State Serialization (Stateless Architectures)

If you're using a stateless architecture (e.g., REST), the state of a Server can be saved and restored using Save() and RestoreServer() respectively.

// Save server state between requests
state, err := server.Save()
if err != nil {
  log.Fatal(err)
}
// Store state securely (encrypted!) between requests

// Later, restore the server
server, err := srp.RestoreServer(params, state)
if err != nil {
  log.Fatal(err)
}

WARNING: The server state contains sensitive cryptographic material including the user's verifier.
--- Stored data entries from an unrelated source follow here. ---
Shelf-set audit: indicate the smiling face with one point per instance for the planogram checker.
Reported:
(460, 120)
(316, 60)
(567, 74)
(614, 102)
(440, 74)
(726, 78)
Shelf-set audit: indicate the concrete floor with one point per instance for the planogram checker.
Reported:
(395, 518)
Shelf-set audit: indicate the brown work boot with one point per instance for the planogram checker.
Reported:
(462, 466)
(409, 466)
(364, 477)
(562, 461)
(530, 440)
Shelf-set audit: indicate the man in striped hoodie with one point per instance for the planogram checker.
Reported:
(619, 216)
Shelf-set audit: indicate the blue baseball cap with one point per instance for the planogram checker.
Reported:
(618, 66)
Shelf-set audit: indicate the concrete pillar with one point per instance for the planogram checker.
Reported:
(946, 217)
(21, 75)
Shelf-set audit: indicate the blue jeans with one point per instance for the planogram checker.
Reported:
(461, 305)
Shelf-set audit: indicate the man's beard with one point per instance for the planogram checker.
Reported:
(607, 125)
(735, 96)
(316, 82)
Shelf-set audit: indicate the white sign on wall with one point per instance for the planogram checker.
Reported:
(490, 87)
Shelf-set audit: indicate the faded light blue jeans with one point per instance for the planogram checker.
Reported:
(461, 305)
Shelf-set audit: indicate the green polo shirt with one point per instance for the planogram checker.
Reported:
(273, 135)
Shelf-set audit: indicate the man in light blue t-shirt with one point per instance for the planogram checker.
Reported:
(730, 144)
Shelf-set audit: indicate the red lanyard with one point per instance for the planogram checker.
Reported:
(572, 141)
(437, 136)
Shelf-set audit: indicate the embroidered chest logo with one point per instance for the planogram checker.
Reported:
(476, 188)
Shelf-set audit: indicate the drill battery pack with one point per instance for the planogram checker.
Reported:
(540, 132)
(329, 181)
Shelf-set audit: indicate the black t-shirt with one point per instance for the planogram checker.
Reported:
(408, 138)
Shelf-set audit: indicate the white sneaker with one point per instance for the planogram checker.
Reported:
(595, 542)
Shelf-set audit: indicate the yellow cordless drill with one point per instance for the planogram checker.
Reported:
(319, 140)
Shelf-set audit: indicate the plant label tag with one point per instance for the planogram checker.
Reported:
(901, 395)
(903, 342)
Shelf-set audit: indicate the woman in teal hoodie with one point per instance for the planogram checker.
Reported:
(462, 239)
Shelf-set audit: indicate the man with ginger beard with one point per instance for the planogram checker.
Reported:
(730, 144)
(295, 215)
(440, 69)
It MUST be encrypted before storage or transmission.

Implementation

SRP is protocol-agnostic and can be implemented on top of any existing client/server architecture.

The process can usually be completed in two round-trips, excluding the request needed to retrieve the salt value of the user:

(Client) 👧🏼  ---------→ A
                        B   ←--------- 👨🏽 (Server)

(Client) 👧🏼  ---------→ M1
                        M2  ←--------- 👨🏽 (Server)

A secure connection between the client and the server is a necessity, especially when the client first needs to send their verifier to the server.

Session Encryption

SRP defines a way for the client and the server to independently compute a strong but ephemeral encryption key which they can use to secure their communications during a session.

The SessionKey() method returns the shared secret that can be used with AES-256-GCM to encrypt all client-server exchanges after login.

Contributions

Contributions are welcome via Pull Requests.